The Outcome: From Confusion to Confidence
The redesigned UREMR experience transformed how users interacted with the system.
What was once a fragmented journey became a guided lifecycle.
Users could now:
Book tests with clarity
Track processes reliably
Access reports without friction
Manage profiles effortlessly
The experience no longer relied on user effort.
It was designed to support users at every step.
This shift reduced confusion, improved task completion, and built trust in the system.

Why This Approach Matters for SaaS and Healthcare Products
UREMR is not an isolated case.
Many SaaS and enterprise products — especially in healthcare — face similar challenges:
Feature-heavy systems with low adoption
Workflows built over time without restructuring
High dependency on training and support
The solution is not adding more features or redesigning visuals.

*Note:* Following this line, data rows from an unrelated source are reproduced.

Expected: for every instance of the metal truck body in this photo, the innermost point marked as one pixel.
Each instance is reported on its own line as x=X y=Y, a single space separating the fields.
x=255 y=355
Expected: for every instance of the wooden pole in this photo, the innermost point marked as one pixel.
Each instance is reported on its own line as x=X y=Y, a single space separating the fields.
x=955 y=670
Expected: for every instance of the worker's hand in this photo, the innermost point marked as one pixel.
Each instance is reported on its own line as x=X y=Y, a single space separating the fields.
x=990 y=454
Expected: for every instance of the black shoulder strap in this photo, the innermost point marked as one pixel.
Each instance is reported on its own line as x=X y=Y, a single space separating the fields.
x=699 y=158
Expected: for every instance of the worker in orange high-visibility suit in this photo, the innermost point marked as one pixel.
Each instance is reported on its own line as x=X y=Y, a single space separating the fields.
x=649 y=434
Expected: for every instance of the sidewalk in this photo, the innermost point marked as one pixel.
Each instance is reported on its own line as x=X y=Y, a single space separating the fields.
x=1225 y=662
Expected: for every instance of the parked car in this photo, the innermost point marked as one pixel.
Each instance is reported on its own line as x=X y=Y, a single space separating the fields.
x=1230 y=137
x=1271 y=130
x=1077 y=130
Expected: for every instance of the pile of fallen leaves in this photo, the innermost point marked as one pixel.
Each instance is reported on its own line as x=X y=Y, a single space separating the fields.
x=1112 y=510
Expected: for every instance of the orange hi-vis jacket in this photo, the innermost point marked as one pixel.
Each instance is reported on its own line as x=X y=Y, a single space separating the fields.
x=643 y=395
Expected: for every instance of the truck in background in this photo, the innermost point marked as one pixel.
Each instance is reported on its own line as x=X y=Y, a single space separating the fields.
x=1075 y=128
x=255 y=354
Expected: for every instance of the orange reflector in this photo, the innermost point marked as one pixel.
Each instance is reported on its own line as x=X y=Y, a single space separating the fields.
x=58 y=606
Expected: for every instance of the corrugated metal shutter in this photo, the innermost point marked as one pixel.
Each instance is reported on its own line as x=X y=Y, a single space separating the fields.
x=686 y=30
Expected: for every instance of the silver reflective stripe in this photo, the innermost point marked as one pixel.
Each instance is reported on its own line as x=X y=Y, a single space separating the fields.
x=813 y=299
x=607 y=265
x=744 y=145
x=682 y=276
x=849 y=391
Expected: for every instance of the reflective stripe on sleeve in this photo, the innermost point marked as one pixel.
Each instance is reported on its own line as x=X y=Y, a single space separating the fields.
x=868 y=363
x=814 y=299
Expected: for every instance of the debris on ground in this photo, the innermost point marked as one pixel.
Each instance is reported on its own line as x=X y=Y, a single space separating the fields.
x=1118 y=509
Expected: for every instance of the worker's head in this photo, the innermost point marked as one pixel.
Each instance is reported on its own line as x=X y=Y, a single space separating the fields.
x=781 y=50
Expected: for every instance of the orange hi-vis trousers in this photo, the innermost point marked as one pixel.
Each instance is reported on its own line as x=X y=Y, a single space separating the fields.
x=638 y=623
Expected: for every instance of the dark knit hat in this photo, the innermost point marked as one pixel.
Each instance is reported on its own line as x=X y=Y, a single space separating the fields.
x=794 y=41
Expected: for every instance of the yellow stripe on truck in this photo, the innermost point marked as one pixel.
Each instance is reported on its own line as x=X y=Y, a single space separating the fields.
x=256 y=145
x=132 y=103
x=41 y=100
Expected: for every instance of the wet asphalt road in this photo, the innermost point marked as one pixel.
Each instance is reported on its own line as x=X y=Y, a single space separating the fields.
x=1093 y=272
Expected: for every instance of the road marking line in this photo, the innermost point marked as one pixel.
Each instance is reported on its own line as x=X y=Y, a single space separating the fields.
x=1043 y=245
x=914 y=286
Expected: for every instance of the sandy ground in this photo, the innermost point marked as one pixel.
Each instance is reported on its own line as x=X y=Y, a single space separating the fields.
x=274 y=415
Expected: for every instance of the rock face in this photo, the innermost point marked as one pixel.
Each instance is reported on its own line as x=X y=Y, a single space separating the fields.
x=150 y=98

It is rethinking how the product flows.
Because when workflows are clear:
Users move faster
Errors reduce
Adoption increases
How Upslide Design Studio Approaches UX Transformation
At Upslide Design Studio, we approach redesigns differently.
We don’t start with screens.
We start with how the system works.
Our process focuses on:
Mapping real user behavior
Identifying structural inefficiencies
Simplifying workflows
Designing systems that guide users
This ensures that every redesign is not just visually improved, but functionally optimized for growth, adoption, and scale.
Final Thought
If your product has been in the market for years but still struggles with adoption, the issue may not be visibility or features.
It may be your flows.
Because users don’t experience your product screen by screen.
They experience it step by step.
And if those steps are broken, everything else follows.